To the second point, regarding state law, several states have enacted “innocent-seller statutes” that will shield an intermediary product distributor from liability for harm caused by a product that the distributor merely sold downstream. These statutes serve as an independent basis for summary judgment in favor of a distributor by establishing that the distributor cannot be held liable under certain products liability theories unless the distributor was involved in the design or manufacture of the product at issue, modified the product, knew or had reason to know of the alleged defect prior to sale, or made promises about the product’s quality or capabilities. Certain states also have enacted seller-indemnity statutes, under which a product manufacturer owes a distributor indemnity for costs incurred in defending products liability claims involving the manufacturer’s products. These distributor-protective laws vary widely from state to state, but where they are available, they provide invaluable protection against product liability claims.

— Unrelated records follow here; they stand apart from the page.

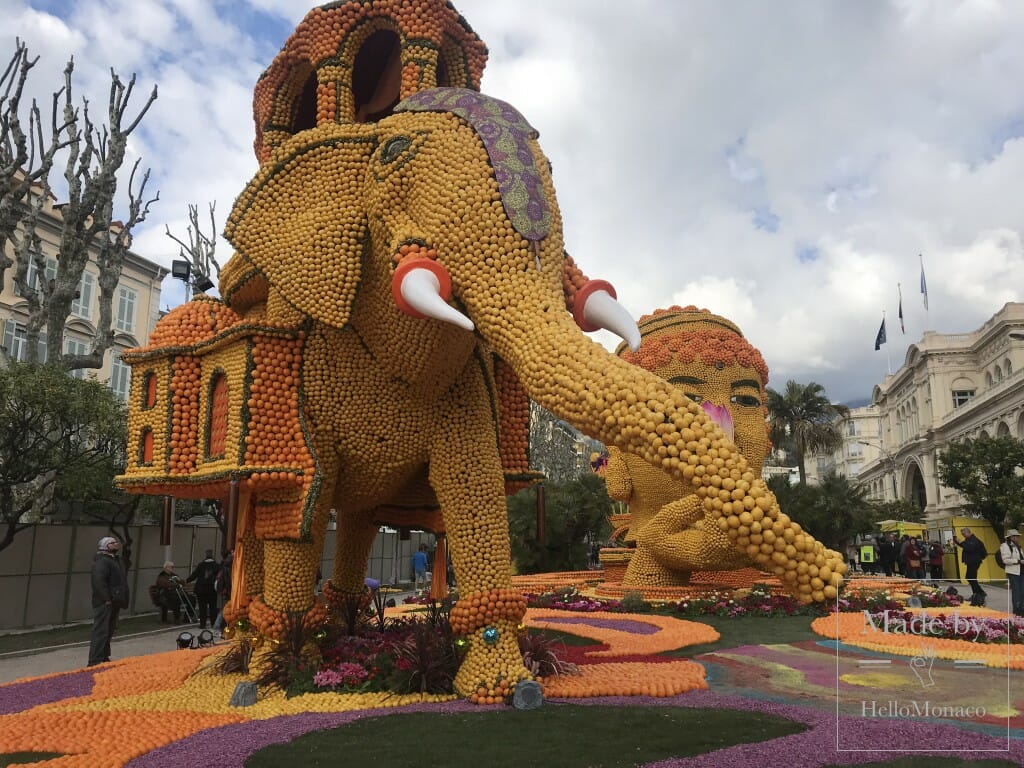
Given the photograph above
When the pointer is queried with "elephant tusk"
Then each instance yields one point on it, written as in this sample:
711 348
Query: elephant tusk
421 288
595 307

Innocent-seller statutes typically address one or more of the three theories of products liability: (1) negligence – which is based on the defendant’s unreasonable failure to design, manufacture, or warn about a known or knowable risk in a product; (2) strict liability – which imposes liability for harm caused by an inherently dangerous product against the product’s designer and manufacturer, who are considered to be in a better position than the consumer to assess and address the danger; and (3) breach of warranty – which arises out of a defendant’s express or implied promise relating to the product’s quality or performance.
The logic underpinning innocent-seller statutes is that, where a distributor is not involved in a product’s design or manufacture and did not modify the product, but simply sold it downstream, the elements of negligence and strict liability cannot be established against the distributor. A negligence claim against a “mere distributor” fails because the distributor had no way of knowing of the alleged design or manufacturing defect. It is essentially a consumer itself, and since it did not design or manufacture the product, it owes no duty of care related to the product. Equally, a strict liability claim fails on similar grounds because the distributor is in the same position as the consumer in the ability to know the risks inherent in the product’s design or manufacture. Imposing strict liability on the distributor when it had no way of knowing the risks attendant to the product’s design is inconsistent with the bases for strict liability against the manufacturer.
As it pertains to warranty claims, these statutes often make clear that, unless the plaintiff can show that the distributor made some affirmation of fact about the product’s quality or capabilities, or failed to exclude implied warranties under the Uniform Commercial Code, there is no basis for a breach of warranty claim against the distributor. Therefore, distributors should always conspicuously and unambiguously exclude implied warranties, if allowed under applicable law.
States vary in terms of the breadth of their innocent-seller statutes. While over half of the states have enacted an innocent-seller statute in one form or another, only twelve states provide complete protection against all three product liability claims (Alabama, Colorado, Delaware, Idaho, Illinois, Kansas, Maryland, Mississippi, Missouri, North Dakota, Tennessee, and Utah). The remainder of states with innocent-seller statutes provide only partial protection against one or two theories of liability, with strict liability being most commonly precluded. Even in these states, however, a distributor may still seek summary judgment based on the plaintiff’s inability to prove certain elements of her case, such as when the distributor expressly excluded all warranties, or was not involved in the design or manufacture of the product.
Conversely, several states’ innocent-seller statutes are triggered only where the original manufacturer can be sued in the case at hand; so where the manufacturer is overseas, cannot be served, or has dissolved, the statutory protection may not be available to the distributor. Regardless of these limitations on innocent-seller statutes, it is important to be familiar with them in every state into which a distributor client sells products.
In addition to (or sometimes in lieu of) innocent-seller statutes, several states provide distributors a statutory right to indemnity from product manufacturers. While less optimal than an innocent-seller statute, in that they do not serve to bar claims against the distributor, these statutes provide a right to recover costs incurred in defending against those claims. Where the parties have not previously established indemnity as a matter of contract, or where equitable indemnity is unavailable, these statutes provide absolute clarity on the question of who, between the distributor and the manufacturer, ultimately bears responsibility for harms caused by the manufacturer’s products.
Circling back to Distributor, Inc.’s case – the best method by which Distributor, Inc., might have limited its potential exposure in the widget litigation would have been through contractual allocation of risk with Acme Co. via a sound indemnity provision covering product liability claims against Distributor, Inc. However, in the event that contractual indemnity from Acme Co. is not forthcoming, Distributor, Inc.’s next step should be to look into whether an innocent-seller statute or seller-indemnity statute is available, and then move toward building a record in support of summary judgment based on the applicable state statute.